Sprawa jest precedensowa, bowiem w pewnym sensie obalony został wyrok w sprawie Roe vs. Wade, który zakazał ograniczania prawa do zabijania nienarodzonych przed osiągnięciem przez nich zdolności do przeżycia. Może to więc być początek ogromnych zmian w prawie poszczególnych stanów USA. I to mimo aborcyjnych rządów Bidena.
Nie cieszmy się za szybko
Media obiegła informacja, że aborcja w tym momencie jest w Teksasie praktycznie zakazana. Rzeczywiście, różnica jest istotna.

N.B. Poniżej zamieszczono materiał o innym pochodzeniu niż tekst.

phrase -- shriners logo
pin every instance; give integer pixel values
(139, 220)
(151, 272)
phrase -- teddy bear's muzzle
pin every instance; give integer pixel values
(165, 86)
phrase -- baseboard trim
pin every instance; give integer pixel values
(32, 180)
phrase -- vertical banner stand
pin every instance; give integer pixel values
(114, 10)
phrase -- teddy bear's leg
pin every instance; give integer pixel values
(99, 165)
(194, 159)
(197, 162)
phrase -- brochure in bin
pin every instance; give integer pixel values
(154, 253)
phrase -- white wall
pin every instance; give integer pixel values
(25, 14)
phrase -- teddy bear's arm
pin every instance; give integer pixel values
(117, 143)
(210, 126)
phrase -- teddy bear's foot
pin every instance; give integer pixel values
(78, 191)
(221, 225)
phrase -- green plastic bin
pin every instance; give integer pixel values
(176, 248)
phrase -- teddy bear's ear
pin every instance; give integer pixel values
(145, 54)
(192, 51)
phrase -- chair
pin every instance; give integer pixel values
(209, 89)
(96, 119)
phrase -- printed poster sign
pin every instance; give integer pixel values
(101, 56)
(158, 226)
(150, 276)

Według wyliczeń Abby Johnson, aktywistki pro-life, ustawa może ocalić nawet 150 dzieci dziennie!
Na całą sytuację trzeźwym okiem spojrzała jednak Laura Klassen, obrończyni życia z Kanady, która zauważyła, że Teksas nie chciał przyjąć ustawy chroniącej całkowicie życie nienarodzonych, a zamiast tego zgodził się na wyjątki od reguły, które zawsze kończą się źle.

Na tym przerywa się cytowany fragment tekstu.